Al día siguiente me acerqué al puerto para ver si había alguien en el barco. Vi a dos marineros, uno rubio alto y con bigote que rondaba los cuarenta años y otro moreno, más bajo y más cercano a los treinta.
Le pregunté al rubio por el patrón y me señaló al joven. No me esperaba ver a un hombre tan joven como patrón del Alfredo Vieira. A primera vista parecía tener cara de pocos amigos, hablándome muy serio y esquivando la mirada. Me presenté y me enseñó mi camarote.

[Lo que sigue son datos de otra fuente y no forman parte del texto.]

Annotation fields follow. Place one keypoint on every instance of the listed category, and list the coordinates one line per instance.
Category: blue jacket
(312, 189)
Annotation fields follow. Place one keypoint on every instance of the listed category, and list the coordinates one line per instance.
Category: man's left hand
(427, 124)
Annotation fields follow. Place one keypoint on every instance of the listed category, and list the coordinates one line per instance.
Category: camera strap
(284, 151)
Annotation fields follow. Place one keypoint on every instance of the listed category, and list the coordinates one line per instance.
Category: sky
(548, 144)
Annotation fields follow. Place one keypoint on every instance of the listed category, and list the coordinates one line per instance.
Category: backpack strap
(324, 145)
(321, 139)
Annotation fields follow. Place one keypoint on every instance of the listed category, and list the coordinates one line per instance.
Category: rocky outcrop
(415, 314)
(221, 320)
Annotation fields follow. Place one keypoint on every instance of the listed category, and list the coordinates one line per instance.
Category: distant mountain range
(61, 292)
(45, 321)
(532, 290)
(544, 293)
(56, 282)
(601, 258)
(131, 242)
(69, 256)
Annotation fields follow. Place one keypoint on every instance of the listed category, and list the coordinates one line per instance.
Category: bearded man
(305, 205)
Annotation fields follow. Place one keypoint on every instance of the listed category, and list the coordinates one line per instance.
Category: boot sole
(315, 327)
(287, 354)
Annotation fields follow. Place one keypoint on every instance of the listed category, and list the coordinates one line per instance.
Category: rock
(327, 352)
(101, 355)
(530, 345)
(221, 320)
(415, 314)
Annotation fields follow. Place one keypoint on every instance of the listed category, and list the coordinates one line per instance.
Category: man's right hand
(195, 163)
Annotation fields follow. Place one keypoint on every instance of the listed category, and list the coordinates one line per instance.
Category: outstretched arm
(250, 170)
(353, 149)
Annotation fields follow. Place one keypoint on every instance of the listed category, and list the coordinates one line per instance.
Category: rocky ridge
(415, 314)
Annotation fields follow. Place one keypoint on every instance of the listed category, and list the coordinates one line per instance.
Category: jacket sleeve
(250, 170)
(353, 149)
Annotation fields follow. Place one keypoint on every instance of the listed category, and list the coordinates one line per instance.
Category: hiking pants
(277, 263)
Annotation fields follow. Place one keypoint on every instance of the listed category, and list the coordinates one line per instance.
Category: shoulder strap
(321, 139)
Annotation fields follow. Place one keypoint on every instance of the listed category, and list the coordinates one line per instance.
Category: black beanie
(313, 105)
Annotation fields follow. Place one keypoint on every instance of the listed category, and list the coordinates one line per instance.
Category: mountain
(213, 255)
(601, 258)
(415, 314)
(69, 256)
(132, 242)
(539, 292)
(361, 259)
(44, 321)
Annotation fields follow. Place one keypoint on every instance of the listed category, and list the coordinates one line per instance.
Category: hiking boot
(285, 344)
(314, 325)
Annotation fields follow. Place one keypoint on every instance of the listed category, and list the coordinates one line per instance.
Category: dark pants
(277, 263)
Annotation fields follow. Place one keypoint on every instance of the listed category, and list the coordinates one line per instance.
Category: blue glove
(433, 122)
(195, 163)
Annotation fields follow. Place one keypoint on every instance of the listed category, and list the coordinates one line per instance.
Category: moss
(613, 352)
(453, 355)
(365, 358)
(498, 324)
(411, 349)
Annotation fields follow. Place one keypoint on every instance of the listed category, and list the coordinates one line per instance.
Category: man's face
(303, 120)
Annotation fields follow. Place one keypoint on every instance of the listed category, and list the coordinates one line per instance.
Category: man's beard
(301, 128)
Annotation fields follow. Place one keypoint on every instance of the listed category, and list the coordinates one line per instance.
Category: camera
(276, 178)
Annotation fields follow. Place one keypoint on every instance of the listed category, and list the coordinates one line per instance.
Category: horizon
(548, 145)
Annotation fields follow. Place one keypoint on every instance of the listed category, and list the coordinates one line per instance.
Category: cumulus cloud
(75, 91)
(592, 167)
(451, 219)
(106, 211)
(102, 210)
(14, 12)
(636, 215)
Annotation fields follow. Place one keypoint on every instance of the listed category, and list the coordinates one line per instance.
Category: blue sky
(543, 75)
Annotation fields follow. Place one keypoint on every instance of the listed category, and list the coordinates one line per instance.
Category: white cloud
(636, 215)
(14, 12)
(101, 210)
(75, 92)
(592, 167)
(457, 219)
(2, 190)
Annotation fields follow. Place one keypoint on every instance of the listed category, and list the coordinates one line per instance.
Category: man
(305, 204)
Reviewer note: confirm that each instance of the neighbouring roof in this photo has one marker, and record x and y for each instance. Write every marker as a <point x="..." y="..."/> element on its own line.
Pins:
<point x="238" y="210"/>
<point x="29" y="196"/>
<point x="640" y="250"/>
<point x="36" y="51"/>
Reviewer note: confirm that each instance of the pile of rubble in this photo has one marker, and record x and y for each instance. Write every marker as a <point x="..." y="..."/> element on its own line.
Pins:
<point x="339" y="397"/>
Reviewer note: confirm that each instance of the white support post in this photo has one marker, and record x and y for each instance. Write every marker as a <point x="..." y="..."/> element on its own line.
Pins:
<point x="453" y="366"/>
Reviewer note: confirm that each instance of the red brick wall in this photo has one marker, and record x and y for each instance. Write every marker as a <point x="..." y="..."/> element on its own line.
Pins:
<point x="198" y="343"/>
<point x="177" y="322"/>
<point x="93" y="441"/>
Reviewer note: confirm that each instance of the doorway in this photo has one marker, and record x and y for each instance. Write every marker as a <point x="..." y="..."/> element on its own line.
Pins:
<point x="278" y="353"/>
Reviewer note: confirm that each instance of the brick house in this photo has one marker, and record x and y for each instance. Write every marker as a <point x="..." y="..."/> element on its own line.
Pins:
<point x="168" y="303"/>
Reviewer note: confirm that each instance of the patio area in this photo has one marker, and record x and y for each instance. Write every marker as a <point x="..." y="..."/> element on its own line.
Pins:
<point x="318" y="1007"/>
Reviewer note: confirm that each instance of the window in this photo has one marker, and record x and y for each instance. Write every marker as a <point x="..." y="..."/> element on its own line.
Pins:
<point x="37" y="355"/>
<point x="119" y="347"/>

Después de bajar por unas escaleras peligrosas seguimos por unos pasillos muy estrechos con los techos demasiado bajos para mi altura. Llegamos a una habitación justo al lado de la entrada a la sala de máquinas. El camarote tenía un pequeño ojo de buey delante de la puerta y a la izquierda se alineaban dos literas con cuatro taquillas pequeñas. Pensé que me resultaría complicado meter todo mi equipaje en ese pequeño armario si tenía que compartir el camarote con otros tres marineros. También dudé de que fuera capaz de meterme en esa pequeña cama sino era hecho un cuatro, literalmente. Problemas de altura.

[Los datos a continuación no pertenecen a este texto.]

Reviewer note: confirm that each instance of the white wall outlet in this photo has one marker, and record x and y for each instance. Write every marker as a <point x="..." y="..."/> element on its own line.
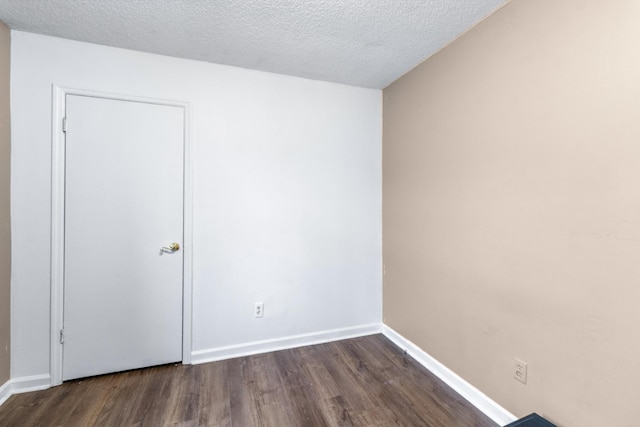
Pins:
<point x="258" y="310"/>
<point x="520" y="370"/>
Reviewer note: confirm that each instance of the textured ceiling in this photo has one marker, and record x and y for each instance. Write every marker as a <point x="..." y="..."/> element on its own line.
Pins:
<point x="366" y="43"/>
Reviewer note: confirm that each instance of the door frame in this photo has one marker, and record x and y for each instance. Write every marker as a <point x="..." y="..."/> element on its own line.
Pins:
<point x="59" y="94"/>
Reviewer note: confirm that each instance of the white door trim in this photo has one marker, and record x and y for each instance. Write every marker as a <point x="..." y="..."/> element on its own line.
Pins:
<point x="57" y="220"/>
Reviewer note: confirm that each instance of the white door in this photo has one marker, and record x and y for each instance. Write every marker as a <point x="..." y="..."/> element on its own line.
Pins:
<point x="123" y="203"/>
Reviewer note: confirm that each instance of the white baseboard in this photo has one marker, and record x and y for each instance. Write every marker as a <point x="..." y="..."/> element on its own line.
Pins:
<point x="24" y="385"/>
<point x="478" y="399"/>
<point x="292" y="341"/>
<point x="5" y="392"/>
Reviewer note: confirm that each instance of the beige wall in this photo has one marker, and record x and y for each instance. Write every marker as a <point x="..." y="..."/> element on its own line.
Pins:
<point x="512" y="208"/>
<point x="5" y="232"/>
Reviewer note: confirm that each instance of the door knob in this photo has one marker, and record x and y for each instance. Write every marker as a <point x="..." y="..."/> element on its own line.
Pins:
<point x="171" y="248"/>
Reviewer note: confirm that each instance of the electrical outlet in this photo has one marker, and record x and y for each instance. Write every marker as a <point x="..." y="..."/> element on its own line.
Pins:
<point x="520" y="370"/>
<point x="258" y="310"/>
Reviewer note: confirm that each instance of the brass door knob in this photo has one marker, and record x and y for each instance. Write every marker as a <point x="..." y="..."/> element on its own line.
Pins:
<point x="171" y="248"/>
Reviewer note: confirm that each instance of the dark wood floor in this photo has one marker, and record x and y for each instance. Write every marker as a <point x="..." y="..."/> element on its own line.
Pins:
<point x="358" y="382"/>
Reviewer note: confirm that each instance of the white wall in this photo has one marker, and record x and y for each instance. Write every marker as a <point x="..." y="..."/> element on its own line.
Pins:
<point x="287" y="193"/>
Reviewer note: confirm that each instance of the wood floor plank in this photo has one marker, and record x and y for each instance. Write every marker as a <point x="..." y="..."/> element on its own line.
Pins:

Me preguntó si tenía colchoneta, manta y sábanas y le dije que no, con cara de sorpresa y preocupación. Nadie me había dicho nada al respecto. – Luego arreglaré eso, ya que zarparemos a las 3 de la madrugada, – me dijo. – Tengo toda la tarde para hacerlo.
Se llama José Ramón, aunque aquí le llaman Ramón o más bien o demo, como me enteré después. Realmente es el 2º patrón o skipper, como dicen los anglosajones. Sin embargo a pesar de mi primera impresión tengo que adelantar que es una persona extraordinaria. Alegre, divertido, comprometido, trabajador, que me ayudó muchísimo mientras estuve embarcado y le sigo considerando, a pesar de los años, como un gran amigo.

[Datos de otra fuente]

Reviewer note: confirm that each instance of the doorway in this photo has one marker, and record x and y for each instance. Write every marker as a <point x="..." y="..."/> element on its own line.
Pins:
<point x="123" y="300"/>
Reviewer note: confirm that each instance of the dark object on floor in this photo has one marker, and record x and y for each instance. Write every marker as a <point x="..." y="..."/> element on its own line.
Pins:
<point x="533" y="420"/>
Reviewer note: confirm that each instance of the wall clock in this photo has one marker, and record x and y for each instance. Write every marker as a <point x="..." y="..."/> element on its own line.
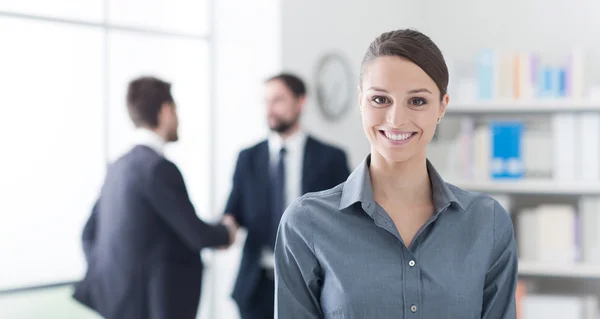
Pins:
<point x="334" y="85"/>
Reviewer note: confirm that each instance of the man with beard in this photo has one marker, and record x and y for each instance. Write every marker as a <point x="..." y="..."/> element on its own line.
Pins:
<point x="143" y="238"/>
<point x="268" y="177"/>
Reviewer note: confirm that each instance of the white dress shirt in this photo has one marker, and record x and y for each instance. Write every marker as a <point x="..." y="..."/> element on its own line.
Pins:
<point x="294" y="159"/>
<point x="146" y="137"/>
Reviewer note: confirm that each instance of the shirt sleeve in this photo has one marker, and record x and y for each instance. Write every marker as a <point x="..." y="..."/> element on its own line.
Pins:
<point x="297" y="271"/>
<point x="501" y="279"/>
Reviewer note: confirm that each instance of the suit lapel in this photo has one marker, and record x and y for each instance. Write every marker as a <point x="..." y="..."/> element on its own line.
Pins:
<point x="261" y="171"/>
<point x="308" y="164"/>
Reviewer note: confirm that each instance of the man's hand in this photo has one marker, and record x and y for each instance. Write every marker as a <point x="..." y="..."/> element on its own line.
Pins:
<point x="230" y="223"/>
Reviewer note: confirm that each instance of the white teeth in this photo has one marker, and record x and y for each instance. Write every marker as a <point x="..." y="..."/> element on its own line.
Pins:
<point x="398" y="137"/>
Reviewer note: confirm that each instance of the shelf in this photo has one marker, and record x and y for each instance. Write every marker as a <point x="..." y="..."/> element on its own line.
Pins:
<point x="549" y="187"/>
<point x="521" y="107"/>
<point x="534" y="269"/>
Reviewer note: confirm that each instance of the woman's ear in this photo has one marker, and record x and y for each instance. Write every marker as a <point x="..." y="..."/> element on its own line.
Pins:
<point x="443" y="106"/>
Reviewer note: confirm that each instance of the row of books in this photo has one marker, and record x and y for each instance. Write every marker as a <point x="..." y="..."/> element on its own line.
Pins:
<point x="568" y="150"/>
<point x="529" y="75"/>
<point x="536" y="305"/>
<point x="560" y="233"/>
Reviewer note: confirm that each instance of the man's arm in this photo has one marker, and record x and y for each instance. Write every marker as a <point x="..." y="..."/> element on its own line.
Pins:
<point x="234" y="206"/>
<point x="501" y="280"/>
<point x="88" y="236"/>
<point x="168" y="195"/>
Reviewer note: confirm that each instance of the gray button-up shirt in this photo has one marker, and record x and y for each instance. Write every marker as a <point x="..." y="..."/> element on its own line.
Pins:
<point x="339" y="255"/>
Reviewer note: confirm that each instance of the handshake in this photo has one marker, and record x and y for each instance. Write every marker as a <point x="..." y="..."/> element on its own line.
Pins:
<point x="232" y="226"/>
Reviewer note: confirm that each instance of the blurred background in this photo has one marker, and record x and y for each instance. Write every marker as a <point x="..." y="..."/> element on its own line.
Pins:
<point x="523" y="122"/>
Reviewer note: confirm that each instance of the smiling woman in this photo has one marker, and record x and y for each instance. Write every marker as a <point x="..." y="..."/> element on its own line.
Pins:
<point x="420" y="248"/>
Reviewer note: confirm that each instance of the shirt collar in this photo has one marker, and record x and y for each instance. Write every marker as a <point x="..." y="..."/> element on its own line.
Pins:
<point x="293" y="143"/>
<point x="358" y="188"/>
<point x="150" y="139"/>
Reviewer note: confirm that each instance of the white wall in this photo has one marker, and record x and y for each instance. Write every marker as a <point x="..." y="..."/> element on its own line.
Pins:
<point x="247" y="52"/>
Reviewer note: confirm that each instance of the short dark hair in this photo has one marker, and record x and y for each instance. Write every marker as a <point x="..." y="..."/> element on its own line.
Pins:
<point x="145" y="97"/>
<point x="293" y="82"/>
<point x="415" y="47"/>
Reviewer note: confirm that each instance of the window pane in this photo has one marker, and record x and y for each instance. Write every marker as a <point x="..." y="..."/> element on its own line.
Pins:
<point x="85" y="10"/>
<point x="184" y="63"/>
<point x="53" y="157"/>
<point x="187" y="16"/>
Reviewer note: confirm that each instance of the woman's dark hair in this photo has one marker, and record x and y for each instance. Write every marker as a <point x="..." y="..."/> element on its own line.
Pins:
<point x="415" y="47"/>
<point x="145" y="97"/>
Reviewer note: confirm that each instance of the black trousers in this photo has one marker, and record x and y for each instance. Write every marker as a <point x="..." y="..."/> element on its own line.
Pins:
<point x="262" y="305"/>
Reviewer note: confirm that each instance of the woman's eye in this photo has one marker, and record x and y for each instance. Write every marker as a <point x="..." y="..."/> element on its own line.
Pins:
<point x="418" y="101"/>
<point x="380" y="100"/>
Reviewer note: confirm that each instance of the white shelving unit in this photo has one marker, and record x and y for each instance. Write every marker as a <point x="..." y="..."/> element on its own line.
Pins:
<point x="526" y="186"/>
<point x="530" y="186"/>
<point x="521" y="107"/>
<point x="559" y="270"/>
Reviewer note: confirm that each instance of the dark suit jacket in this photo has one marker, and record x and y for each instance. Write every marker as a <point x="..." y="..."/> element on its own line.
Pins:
<point x="142" y="243"/>
<point x="324" y="167"/>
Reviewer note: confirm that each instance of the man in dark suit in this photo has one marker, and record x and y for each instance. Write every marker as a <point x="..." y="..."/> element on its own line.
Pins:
<point x="143" y="238"/>
<point x="267" y="178"/>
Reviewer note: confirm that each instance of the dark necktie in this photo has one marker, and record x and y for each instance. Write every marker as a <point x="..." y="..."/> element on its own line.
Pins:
<point x="277" y="194"/>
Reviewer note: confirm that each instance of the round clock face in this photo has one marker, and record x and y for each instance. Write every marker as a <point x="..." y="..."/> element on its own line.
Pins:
<point x="334" y="86"/>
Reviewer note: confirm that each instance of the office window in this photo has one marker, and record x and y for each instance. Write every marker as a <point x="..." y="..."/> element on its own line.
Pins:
<point x="64" y="77"/>
<point x="52" y="150"/>
<point x="181" y="16"/>
<point x="81" y="10"/>
<point x="184" y="63"/>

Me comentó que cada salida al mar tenía una duración aproximada de 1 mes. Las llamaba mareas. Al final de cada marea debía volver a puerto a desembarcar el pescado porque corría el riesgo de estropearse. Se conservaba refrigerado cubierto con capas de hielo en escamas, no congelado, y por eso las primeras capturas no podrían aguantar mucho más. Eso significaba que dentro de un mes aproximadamente estaríamos de vuelta para pasar 3 días en tierra descargando el pescado, reponiendo víveres y combustible.
Dejé la cámara en la taquilla y fui a por el maletón que había dejado en la Cofradía. Volví a ver al Patrón Mayor y me facilitó una dirección de correo para escribirme con mi familia y amigos y me confirmó que podía quedarme en la Casa del Mar el tiempo necesario.
Al llevar la maleta con los trastos del IEO al barco vi a otro marinero de cuarenta y muchos años que me miró sorprendido al principio hasta que me presenté. Hablamos un poco aunque apenas podía entenderle por el chapurreado entre gallego y castellano, pero me ayudó con la maleta hasta mi camarote. Me dijo que el ruido de los motores apenas se oía. – ¿Bebe viño? – me preguntó. Al decirle que prefería agua me recomendó que me trajese del pueblo un par de cajas de botellas de agua para el viaje, porque en el barco no lo iba a encontrar.
Volví a la cofradía a por el resto del material. Al volver al barco ya estaba Ramón con una manta y un par de sábanas de su propiedad que me ofreció para el viaje y que acepté agradecido.
En ese momento conocí al que se consideraba o mellor homme a bordo, Antonio el cocinero. Le llamaban Bueu, por su procedencia de aquella localidad de Pontevedra. Le dejé claro que yo comía de todo, así que conmigo no iba a tener problemas de ningún tipo.
Metí la bolsa con los estadillos del IEO en la taquilla aunque me llevé algunos formularios para repasarlos más tarde. Ramón, o demo, me acompaño en su Renault 5 azul al supermercado porque también él quería comprar agua, además de un par de mangueras y una bomba de agua.
Dejamos las mangueras y la bomba en una pescadería donde también tenían viveros para marisco y luego fuimos al bar en donde compramos el agua. Allí me abrieron una cuenta para pagar todo al final de la campaña.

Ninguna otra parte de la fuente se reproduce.